Saturday, January 11, 2003

oh yeah? What's the point? Is it that toward which our path recedes as it digs into the horizon?

Called my mother this morning. Dutifully. I was fine with it in a way I haven't been when she's called repeatedly during the week. She wants me to want to call her Saturday morning. I can't remember a thing she said. Except that it made her feel good that I called.

Went last night to the home of Clive Matson and Gail Ford. 2nd Friday of every month they host a Poetry Salon ... they now call it a Poetry Saloon, though there's never been a bar that I've seen ... A nice group of people. You read a couple poems by some poet you've lately been reading. Read a couple of your own. No critiquing. Sometimes applause. I read a short poem by W.B. Yeats and another shortie by Tristan Tzara; read one I'd written about my mother and one I'd written in response to Joan Crawford's Sudden Fear. Nice to have an audience. I got there late. During the break. So I put a teabag in a cup, poured hot water over it, and chatted with a person or two.
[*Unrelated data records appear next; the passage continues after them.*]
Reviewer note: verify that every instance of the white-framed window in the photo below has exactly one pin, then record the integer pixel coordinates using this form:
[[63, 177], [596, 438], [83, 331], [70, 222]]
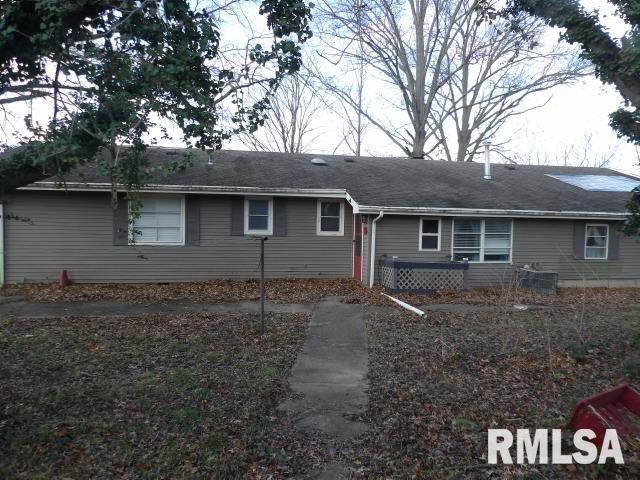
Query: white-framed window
[[160, 221], [596, 241], [258, 216], [482, 240], [429, 236], [330, 217]]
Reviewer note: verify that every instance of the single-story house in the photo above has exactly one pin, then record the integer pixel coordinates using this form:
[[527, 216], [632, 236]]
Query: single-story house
[[325, 216]]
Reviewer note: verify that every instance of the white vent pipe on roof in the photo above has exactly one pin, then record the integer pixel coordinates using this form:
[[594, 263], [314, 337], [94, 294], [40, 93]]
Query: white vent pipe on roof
[[487, 160]]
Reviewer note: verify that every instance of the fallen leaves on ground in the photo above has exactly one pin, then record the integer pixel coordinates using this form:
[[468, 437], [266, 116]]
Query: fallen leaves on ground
[[283, 290], [312, 290]]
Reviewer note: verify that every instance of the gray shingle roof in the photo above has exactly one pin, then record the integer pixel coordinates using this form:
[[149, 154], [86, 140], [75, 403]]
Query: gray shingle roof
[[396, 182]]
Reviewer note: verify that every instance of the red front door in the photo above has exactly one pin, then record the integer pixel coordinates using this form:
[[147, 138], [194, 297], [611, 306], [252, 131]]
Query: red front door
[[357, 247]]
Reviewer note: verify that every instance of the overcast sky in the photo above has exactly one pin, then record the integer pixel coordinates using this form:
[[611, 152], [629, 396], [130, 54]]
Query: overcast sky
[[572, 115]]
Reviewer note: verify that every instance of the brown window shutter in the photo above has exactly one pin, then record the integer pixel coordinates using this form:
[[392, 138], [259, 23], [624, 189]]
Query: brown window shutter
[[192, 220], [280, 217], [121, 223], [237, 216], [614, 241], [578, 240]]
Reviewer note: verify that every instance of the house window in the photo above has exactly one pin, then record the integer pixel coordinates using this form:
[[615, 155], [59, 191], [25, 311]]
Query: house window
[[330, 217], [478, 240], [160, 222], [596, 242], [429, 234], [258, 216]]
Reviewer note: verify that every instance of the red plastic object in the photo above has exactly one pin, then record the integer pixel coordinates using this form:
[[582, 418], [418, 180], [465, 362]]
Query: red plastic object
[[64, 278], [617, 408]]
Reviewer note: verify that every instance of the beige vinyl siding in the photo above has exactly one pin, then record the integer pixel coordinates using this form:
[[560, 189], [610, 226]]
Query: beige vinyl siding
[[547, 244], [73, 231]]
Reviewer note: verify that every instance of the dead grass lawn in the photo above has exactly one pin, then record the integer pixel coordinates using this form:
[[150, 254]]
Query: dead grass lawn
[[438, 384]]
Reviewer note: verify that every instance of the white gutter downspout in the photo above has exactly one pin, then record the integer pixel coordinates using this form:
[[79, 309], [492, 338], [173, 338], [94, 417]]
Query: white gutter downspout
[[372, 254]]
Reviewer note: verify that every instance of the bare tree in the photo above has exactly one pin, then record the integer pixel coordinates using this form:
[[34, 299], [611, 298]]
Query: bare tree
[[291, 125], [491, 69], [337, 55], [585, 153]]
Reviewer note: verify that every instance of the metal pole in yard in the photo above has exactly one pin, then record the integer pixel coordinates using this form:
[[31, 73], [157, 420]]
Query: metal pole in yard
[[262, 240]]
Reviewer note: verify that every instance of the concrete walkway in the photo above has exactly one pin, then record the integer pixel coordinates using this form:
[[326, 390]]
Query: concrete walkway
[[330, 376], [28, 309]]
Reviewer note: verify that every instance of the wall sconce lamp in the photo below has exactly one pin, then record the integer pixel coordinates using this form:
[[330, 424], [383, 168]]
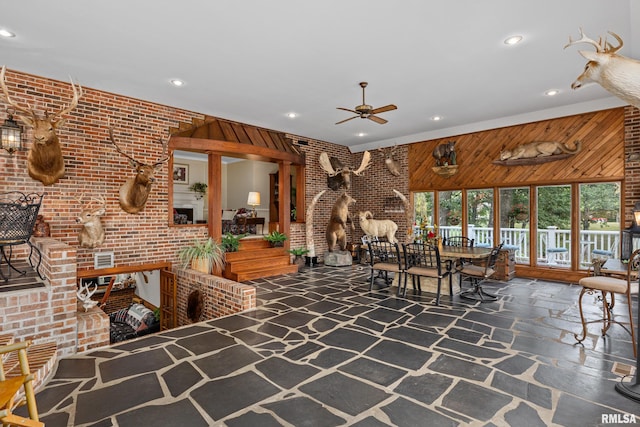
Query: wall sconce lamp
[[253, 200], [10, 134], [636, 217]]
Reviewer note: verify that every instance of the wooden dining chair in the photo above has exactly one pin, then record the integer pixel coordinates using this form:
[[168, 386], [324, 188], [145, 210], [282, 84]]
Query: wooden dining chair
[[423, 260], [478, 272], [608, 286], [10, 388], [384, 258]]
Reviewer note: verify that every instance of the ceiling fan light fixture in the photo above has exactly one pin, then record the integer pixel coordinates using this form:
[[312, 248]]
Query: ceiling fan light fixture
[[513, 40], [6, 33]]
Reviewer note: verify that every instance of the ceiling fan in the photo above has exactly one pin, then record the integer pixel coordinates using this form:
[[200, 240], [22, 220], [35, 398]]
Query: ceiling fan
[[365, 111]]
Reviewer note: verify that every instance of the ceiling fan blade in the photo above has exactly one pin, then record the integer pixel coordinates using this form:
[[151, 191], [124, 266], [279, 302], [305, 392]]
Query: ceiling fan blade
[[346, 109], [383, 109], [346, 120], [376, 119]]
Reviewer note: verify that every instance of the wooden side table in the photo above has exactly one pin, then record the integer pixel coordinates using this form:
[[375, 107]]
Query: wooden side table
[[244, 222]]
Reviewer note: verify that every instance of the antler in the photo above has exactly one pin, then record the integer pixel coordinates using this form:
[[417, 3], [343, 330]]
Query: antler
[[325, 164], [165, 145], [364, 165], [584, 39], [610, 48], [74, 102], [113, 141], [10, 101]]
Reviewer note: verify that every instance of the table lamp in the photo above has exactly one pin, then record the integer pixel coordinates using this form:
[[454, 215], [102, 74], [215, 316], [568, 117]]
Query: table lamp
[[253, 200]]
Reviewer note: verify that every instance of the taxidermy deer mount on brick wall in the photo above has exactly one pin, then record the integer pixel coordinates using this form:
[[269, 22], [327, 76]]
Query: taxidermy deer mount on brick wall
[[616, 73], [339, 174], [92, 232], [393, 166], [44, 161], [135, 191]]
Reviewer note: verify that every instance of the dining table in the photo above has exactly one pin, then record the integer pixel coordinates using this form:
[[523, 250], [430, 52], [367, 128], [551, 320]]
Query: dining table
[[453, 253]]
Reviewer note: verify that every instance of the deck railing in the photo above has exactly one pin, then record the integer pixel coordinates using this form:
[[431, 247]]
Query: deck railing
[[553, 244]]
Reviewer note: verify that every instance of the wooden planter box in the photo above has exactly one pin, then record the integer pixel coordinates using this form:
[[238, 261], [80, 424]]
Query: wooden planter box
[[505, 265]]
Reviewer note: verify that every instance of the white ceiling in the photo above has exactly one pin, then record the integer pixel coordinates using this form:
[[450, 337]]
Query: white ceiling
[[254, 61]]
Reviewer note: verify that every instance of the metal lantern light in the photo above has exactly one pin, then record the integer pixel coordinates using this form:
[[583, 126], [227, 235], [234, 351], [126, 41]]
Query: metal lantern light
[[630, 234], [11, 135]]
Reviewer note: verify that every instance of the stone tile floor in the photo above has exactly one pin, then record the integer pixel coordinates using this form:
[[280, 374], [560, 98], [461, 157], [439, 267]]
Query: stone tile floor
[[321, 350]]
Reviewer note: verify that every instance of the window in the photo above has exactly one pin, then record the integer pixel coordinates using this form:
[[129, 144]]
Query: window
[[554, 226], [480, 216], [450, 213], [514, 221], [599, 221]]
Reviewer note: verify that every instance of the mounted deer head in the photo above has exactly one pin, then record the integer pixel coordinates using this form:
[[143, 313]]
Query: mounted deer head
[[339, 174], [44, 161], [92, 232], [616, 73], [135, 191], [84, 295], [393, 166]]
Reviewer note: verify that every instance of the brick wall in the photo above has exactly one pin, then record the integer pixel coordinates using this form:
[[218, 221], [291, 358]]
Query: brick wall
[[46, 314], [370, 191], [94, 168], [632, 168], [221, 296]]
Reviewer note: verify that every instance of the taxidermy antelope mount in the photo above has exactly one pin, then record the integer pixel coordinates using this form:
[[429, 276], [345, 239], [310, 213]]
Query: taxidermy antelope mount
[[135, 191], [44, 161], [84, 295], [339, 174], [616, 73], [393, 166], [92, 232]]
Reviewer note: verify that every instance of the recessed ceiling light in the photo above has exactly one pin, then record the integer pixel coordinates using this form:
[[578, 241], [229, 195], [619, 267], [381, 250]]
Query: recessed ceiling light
[[513, 40]]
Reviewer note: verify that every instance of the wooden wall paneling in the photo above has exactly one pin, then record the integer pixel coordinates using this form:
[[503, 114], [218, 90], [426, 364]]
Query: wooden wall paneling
[[241, 135], [601, 157]]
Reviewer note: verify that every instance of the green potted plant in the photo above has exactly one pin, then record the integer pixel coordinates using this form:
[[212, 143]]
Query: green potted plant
[[519, 211], [231, 243], [298, 253], [206, 256], [200, 188], [275, 238]]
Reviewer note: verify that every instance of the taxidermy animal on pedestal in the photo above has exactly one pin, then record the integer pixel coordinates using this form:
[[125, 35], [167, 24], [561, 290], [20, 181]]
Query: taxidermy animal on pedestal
[[340, 217], [378, 227]]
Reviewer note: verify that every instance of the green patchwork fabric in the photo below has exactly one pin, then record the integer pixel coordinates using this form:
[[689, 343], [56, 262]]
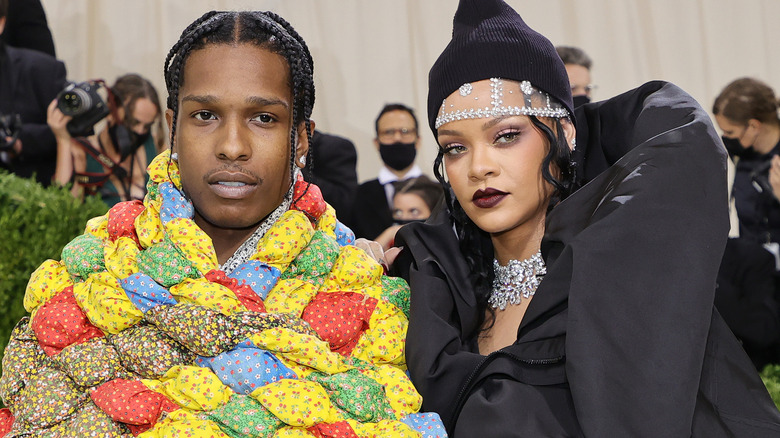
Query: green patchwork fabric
[[165, 264], [315, 262], [148, 352], [203, 331], [23, 356], [358, 396], [83, 256], [90, 363], [243, 417], [49, 397], [396, 291]]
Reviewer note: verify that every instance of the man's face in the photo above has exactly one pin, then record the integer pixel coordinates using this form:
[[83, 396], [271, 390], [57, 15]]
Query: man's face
[[233, 134], [579, 78], [396, 126]]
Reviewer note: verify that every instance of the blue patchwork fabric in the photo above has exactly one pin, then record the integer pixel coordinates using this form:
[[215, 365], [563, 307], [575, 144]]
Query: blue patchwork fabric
[[145, 293], [428, 424], [257, 275], [174, 204], [344, 235], [246, 367]]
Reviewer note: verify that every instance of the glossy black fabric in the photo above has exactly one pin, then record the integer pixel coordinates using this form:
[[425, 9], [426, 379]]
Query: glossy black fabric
[[334, 170], [621, 338], [29, 81], [370, 213]]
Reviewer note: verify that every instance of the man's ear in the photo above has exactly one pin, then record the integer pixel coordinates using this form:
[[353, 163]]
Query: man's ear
[[169, 121], [302, 147]]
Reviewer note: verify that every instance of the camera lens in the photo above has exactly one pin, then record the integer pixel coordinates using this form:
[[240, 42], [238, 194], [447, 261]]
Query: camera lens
[[74, 102]]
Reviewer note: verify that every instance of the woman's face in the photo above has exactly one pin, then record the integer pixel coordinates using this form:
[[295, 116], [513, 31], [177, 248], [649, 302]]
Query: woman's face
[[494, 164], [233, 134], [409, 206]]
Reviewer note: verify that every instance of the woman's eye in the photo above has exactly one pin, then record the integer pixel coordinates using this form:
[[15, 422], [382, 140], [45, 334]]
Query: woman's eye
[[204, 115], [507, 137], [453, 149]]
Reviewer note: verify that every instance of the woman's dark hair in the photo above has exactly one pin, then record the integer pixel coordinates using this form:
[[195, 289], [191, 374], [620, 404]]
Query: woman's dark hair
[[475, 244], [747, 98], [263, 29], [429, 191]]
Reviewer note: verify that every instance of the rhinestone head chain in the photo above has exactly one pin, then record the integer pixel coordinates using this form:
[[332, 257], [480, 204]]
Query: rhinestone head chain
[[536, 103], [515, 281]]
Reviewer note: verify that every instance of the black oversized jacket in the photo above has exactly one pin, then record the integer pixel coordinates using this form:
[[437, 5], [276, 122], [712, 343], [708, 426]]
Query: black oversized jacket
[[621, 338]]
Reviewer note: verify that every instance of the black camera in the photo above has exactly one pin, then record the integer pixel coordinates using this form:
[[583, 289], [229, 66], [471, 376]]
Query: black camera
[[85, 105], [10, 125]]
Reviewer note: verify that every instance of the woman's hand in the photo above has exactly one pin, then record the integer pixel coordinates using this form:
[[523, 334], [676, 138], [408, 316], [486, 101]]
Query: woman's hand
[[774, 176]]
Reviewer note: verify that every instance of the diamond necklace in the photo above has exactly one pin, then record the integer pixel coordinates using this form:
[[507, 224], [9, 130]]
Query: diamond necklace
[[518, 279]]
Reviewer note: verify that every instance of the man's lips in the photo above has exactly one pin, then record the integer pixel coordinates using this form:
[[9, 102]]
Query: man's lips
[[487, 198], [232, 185]]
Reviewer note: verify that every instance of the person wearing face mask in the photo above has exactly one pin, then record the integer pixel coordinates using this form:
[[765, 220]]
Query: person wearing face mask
[[396, 140], [413, 201], [746, 112], [113, 162], [578, 65]]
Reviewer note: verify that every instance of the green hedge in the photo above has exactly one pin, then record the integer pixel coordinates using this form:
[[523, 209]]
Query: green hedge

Martin fumed, as seems to be typical for him, this time about "tourists" (he spat the word) who travel the world and come back exactly the same. "Why bother travelling if you're not going to learn anything?" We were talking about another poet, one neither of us thinks is very good, Martin more willing to listen than I, except, he says, when she reads poems about how great it is to live in Paris or Athens or wherever. "Maybe I'm just bitter because I've never been anywhere," Martin said. He shrugged. "But when I hear poems like that I just tune out." The whole thing about how stupid people are. Sure. "Some people live forever in one place and never learn a thing about it," I said. "They might as well have travelled the world."

Gail read poems that consisted mainly of conversations with her six year old. I liked them. Not sentimental, rather recording what had been said. And they were about death! The death of Gail's mother, the illness of an aged cat. After the boy had said, matter-of-factly it seemed, that it was time for "your" mother to die, "not his grandmother", Gail talks about meeting an older woman in a grocery store. When the woman moves on, Ezra says to Gail, "Why does everyone keep leaving?"

Yes, there was one man who reads in a monotone over-written paragraphs that he seems to think deep and important. After the first sentence I heard nothing.